It’s in the air, I can feel the emotions, the tension, the excitement, the worry. Prom time is here. Facebook is just waiting to be up loaded with all the proud pictures. But with all the excitement comes some anxiety and I am guessing it’s not just parents who have it. I have had several conversations with Moms who are worried that “Everyone has sex on Prom night”, that it is a given, expected. Whether you are in a serious relationship or not. When I was in high school, 100 years ago, the big line was “It looks like rain for Prom night, so be sure you have your rubbers”. And while everyone laughed and “elbowed” their best friends, I know not everyone had sex with their prom dates.
So I wonder dear family of mine, have things changed since I went to Prom? Does everyone have sex on Prom night today?
Of course not! The idea that everyone has sex on prom night is just silly. A lot of people don’t and a lot of people do. But you know what is the difference between those two groups, the people who have sex on prom night have had sex before or are planning to soon. It’s a common misconception that teens go out of their way on prom night to lose their virginity. Sure, some people see it as the “perfect night” to lose their V cards but the reality is that the only way that is going to happen is if you have a boyfriend/girlfriend that you having been planning on taking the next step with anyways or you are going to sleep with someone random which completely undermines the idea of making your first time special.
So parents have a right to be concerned about the possibility that their teenagers will have sex on prom night. But just remember if they do then they have already had sex before, or they have a boyfriend/girlfriend/person that they were planning on having sex with soon anyways (so if they don’t get to on prom night, any other night will work too).
Sex is a reality when it comes to highschoolers (and college kids). The best thing you can do is teach your kids your beliefs about sex and then prepare them by teaching them how to protect themselves. This is no time to think that YOUR kid isn’t having sex. Sure not all are, but its better safe than sorry when it comes to these things. And I am sure a lot of kids would rather have a conversation with their parents about birth control then having to tell them they are pregnant.
Yeah, that is a total misconception. First of all, as a rule of thumb, if a lot of kids start bragging that they are going to have sex, you can pretty much cut out 90% percent of their claims as lies. It’s just peer pressure and big talk for Prom with its rumored reputation. Secondly, the idea of having random sex with someone you do not know very well is a movie concept (ex. American Pie). It just doesn’t happen like that in real life. The people who would have sex are most likely going to be couples who plan on it, and stopping them on Prom night will not stop them on any other night.
Of course there are exceptions to this on occasion, so it’s important to talk to your kid about using protection and not drinking. Now that they are adults, the kids going to Prom are entitled to their own responsibilities. Parents will have much more success warning about dangers and giving safety tips than forbidding their kid to go.
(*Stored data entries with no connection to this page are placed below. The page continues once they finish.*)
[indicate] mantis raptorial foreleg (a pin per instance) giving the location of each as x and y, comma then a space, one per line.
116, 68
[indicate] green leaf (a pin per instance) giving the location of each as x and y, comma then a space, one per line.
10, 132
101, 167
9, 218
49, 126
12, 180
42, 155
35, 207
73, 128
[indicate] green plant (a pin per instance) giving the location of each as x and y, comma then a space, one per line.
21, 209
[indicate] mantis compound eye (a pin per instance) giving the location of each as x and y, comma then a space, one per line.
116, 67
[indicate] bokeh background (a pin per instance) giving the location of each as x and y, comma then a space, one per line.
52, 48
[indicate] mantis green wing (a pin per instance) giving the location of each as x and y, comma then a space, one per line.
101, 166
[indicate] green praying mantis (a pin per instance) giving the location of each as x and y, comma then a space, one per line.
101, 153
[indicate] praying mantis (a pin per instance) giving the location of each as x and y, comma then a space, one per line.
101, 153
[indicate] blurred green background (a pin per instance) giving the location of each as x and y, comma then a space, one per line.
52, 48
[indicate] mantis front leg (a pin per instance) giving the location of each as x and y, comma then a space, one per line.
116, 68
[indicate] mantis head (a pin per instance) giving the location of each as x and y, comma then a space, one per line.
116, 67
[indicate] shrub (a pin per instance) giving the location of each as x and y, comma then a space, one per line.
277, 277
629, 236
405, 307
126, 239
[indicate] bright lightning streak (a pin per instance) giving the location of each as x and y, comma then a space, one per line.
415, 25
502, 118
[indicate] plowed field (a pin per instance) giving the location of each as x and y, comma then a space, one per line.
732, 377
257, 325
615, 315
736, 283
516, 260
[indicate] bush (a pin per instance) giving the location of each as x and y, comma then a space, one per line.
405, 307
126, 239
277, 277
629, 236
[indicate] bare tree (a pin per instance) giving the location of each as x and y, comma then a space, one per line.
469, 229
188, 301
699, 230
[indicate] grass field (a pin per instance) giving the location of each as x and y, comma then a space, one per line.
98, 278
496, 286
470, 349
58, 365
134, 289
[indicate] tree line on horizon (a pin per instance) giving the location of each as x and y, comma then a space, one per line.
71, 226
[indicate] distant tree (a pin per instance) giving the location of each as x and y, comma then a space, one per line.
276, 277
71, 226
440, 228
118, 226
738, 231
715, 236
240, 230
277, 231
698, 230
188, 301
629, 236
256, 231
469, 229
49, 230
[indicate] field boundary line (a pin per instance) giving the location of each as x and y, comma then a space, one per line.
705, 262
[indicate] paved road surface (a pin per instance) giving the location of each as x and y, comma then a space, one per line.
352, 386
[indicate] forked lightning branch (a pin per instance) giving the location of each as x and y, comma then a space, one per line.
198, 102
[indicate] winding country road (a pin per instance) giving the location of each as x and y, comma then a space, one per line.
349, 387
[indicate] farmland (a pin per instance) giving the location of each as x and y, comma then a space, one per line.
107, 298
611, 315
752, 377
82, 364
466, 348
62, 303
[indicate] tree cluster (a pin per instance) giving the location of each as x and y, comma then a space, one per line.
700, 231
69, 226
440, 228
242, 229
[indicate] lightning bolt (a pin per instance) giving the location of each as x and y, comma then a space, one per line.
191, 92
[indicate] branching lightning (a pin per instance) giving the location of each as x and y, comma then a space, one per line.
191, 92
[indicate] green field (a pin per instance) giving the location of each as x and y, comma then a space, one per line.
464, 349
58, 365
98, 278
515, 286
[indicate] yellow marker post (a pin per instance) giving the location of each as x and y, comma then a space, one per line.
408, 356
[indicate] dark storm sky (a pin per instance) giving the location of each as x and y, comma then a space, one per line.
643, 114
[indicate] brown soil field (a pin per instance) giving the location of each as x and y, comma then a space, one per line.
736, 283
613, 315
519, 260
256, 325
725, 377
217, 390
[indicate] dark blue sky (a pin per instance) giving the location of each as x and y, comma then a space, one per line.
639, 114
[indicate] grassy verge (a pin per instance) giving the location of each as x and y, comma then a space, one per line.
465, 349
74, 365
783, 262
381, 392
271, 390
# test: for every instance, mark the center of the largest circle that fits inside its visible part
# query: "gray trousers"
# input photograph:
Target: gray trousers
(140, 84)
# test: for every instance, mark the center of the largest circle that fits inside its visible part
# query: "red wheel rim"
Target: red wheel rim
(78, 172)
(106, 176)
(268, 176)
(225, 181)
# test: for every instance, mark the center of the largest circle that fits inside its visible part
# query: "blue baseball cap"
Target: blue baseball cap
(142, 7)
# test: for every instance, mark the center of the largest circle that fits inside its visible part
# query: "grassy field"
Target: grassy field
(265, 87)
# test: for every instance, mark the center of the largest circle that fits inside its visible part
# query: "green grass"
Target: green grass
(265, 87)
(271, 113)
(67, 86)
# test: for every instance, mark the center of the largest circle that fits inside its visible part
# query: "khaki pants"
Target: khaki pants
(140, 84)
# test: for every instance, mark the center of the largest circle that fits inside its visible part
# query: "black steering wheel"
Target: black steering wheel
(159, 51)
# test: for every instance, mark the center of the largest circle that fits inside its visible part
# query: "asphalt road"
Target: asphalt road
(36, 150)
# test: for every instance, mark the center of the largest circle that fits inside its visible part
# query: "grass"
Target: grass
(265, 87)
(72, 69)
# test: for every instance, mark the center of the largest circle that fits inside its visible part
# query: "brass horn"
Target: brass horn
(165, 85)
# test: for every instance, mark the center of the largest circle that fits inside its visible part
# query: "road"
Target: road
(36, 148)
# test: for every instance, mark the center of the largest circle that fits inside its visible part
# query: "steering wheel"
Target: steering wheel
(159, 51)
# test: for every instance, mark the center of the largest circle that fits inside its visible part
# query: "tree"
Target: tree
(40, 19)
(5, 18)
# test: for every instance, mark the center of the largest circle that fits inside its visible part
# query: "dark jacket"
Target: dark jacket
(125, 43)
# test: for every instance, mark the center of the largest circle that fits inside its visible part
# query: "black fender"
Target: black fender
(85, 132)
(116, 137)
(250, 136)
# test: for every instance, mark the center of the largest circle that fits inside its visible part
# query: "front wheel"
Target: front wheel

Obviously, I’m also too “old” to really know what’s going on these days. It seems to me that sex is much more gratuitous than when we were in high school, but I basically agree with Devan. If a kid is not having sex, they’re probably unlikely to start just because it’s prom night (unless they were going to do it anyway).
As I’ve said previously, at this point we have little control. They’re going off to college in a couple of months and will do what they want. Hopefully we’ve taught them the appropriate values and the need for protection and safety by now.